Оказывается, это страшно — назначить себе день, когда умрешь. Когда расстанешься со своим ребенком навсегда. Страшно думать, что не сможешь быть с ним, когда он будет учиться ходить и бегать, неуклюже танцевать и шепеляво, не в ноты петь. Не выслушаешь его первые рассуждения. Не сможешь вытирать его, кормить, оберегать. Ей всего два месяца, и я только начал это понимать. Не могу представить, каково мне пришлось, если бы твой муж сделал мне это предложение через год.

Ты не могла выскрести меня, потому что любила и хотела меня.
Не могла зарегистрировать меня как должно, потому что боялась даже думать о том, что меня однажды с тобой разлучат.
Я был для тебя чудом. Я, мокрый злобный крысеныш, был для кого-то чудом.

Я ждал твоего звонка двенадцать лет. Боялся, что ты попросишь у меня прощения, а я не успею спохватиться — и прощу тебя. Окажусь слабаком и никогда не вылуплюсь из дьяволова яйца. Мне было так досадно, что ты даже не попыталась извиниться передо мной, потому что я втайне был готов тебя простить.
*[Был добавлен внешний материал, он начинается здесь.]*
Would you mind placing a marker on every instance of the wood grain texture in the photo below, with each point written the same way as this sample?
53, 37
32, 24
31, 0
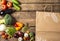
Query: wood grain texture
38, 1
48, 36
41, 7
48, 21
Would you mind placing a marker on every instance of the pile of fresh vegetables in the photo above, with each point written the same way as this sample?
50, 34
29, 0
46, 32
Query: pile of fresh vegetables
7, 6
9, 27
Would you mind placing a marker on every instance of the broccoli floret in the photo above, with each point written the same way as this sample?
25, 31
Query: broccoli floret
8, 20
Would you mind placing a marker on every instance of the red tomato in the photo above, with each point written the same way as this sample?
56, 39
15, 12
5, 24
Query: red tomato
4, 7
9, 4
3, 2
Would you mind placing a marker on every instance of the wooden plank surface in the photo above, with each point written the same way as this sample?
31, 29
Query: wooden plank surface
47, 21
48, 36
41, 7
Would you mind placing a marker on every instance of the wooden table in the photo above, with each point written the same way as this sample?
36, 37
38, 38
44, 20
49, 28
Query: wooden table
28, 13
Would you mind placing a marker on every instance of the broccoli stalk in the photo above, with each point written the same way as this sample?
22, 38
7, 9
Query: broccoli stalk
8, 20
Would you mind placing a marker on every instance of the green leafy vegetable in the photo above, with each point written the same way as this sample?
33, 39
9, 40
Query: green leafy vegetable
16, 4
17, 7
25, 28
8, 20
10, 31
15, 1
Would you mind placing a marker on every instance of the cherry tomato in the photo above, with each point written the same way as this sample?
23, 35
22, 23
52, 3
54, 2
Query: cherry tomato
9, 4
4, 7
3, 2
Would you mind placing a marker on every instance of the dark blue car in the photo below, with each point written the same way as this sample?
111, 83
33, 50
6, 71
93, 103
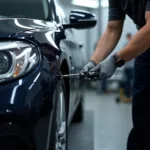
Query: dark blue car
36, 103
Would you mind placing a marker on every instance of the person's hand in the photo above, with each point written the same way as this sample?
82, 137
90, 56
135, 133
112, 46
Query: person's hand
105, 69
85, 71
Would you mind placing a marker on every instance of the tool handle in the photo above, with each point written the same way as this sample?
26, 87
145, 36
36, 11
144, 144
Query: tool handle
95, 75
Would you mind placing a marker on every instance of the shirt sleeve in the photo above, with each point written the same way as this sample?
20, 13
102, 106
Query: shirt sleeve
115, 10
148, 5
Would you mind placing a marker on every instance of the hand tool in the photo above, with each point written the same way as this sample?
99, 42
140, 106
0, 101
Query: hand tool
95, 75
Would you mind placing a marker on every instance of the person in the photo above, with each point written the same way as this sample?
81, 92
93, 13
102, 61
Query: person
128, 70
139, 48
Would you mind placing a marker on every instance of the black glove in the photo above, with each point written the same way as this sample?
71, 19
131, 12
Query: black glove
85, 71
106, 69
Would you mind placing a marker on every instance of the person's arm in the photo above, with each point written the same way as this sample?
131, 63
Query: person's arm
111, 36
108, 41
139, 43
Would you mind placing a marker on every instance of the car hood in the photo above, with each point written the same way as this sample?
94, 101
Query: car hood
10, 27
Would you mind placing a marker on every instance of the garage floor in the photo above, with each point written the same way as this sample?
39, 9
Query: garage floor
106, 125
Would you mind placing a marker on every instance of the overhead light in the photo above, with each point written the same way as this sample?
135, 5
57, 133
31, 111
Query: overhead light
104, 3
86, 3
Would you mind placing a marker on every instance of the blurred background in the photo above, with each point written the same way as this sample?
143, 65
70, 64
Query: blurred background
108, 119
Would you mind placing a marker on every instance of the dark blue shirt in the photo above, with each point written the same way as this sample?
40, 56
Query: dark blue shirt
135, 9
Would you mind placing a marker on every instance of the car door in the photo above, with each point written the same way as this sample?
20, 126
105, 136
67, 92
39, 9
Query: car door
69, 44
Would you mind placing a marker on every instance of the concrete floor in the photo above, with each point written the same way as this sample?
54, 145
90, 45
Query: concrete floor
106, 125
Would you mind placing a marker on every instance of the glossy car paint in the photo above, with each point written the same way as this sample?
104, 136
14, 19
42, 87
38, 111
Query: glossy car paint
26, 103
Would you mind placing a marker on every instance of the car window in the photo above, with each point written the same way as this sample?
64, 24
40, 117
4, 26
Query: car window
35, 9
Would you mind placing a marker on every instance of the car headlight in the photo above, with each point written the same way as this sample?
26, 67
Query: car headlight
16, 59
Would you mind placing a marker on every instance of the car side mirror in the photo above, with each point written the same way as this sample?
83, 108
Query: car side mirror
81, 20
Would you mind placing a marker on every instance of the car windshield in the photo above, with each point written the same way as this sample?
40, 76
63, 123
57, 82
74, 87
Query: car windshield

Против всех запретов, понимаешь? А ты не позвонила.
У меня на руке что-то пиликает, мерцает и пиликает.
Коммуникатор.
Шрейер.

Он нарочно звонит, отвлекает, встревает. Нарочно. Мне приходится говорить про себя, потому что его коммуникатор наверняка работает как подслушивающее устройство, — но этот человек, кажется, читает мои мысли.
Отказываюсь подходить. Он умеет ждать, пусть подождет еще чуть-чуть. Мне осталось сказать совсем немного.
Прости меня, ма.

Не ты у меня должна просить прощения, а я у тебя. За то, что требовал выскрести себя. За то, что проклинал тебя. За то, что мечтал от тебя отречься и сбежать, что хотел сделать тебе больно, что дулся на тебя, что был безмозглым идиотом, что был хамом, дрянью, щенком. Пожалуйста, прости.

Только сейчас я начинаю понимать — что это: отдать ребенка. Живот себе вспороть, диафрагму рассечь, стучащее сердце из себя вынуть — и отдать. Кому-то. Навсегда. Ты не сумела. Значит, не сможешь меня научить. А мне нужно знать, как это сделать.
Прости меня. Простишь?

Я трогаю композит, стучусь к тебе, хочу погладить тебя по голове — и не могу пробиться сквозь стекло. Шевелится подо льдом сухая трава, бескрайняя седая грива. Волосы, всюду только волосы, и нет нигде спрятавшегося в них лица. Как будто она отвернулась от меня. Я тычусь, тычусь в них — и не могу ее найти.
Какая из этих былинок — ее? Все.
— Мама!
Тишина. Шевелится трава бесшумно. Она не отвечает мне ничего. Не может меня простить.
Длинные гудки. Нет соединения.

Я целую лед на прощание. Он не тает от моих губ.
Трудно найти силы встать — скольжу, но поднимаюсь. Беру на руки свою дочь, ее внучку. Иду, шатаясь, по кругу, по течению двух ручьев, одного под ногами, другого над головой, и кто-то убегает поспешно впереди меня, заслышав мои тяжелые шаги. Шрейер их прислал — быть рядом со мной, следить, контролировать меня.
Выхожу по коридору-реке туда же, к матовым стеклянным воротам, ухожу и больше не оглядываюсь.
Снова звонит он. Я отвечаю.

— Долго ты там, — озабоченно произносит Эрих Шрейер. — Знаешь, это же просто ее волос. Так себе символ. У меня в пылесосе, может, несколько таких завалялось.
— Мы можем встретиться?
— Не сейчас, Ян. И не раньше, чем твой ребенок окажется в интернате. Я склонен доверять людям, Ян, но ты сейчас в сложном положении. Ты принял решение?
— Мне нужно еще время. Хочу разобраться в себе.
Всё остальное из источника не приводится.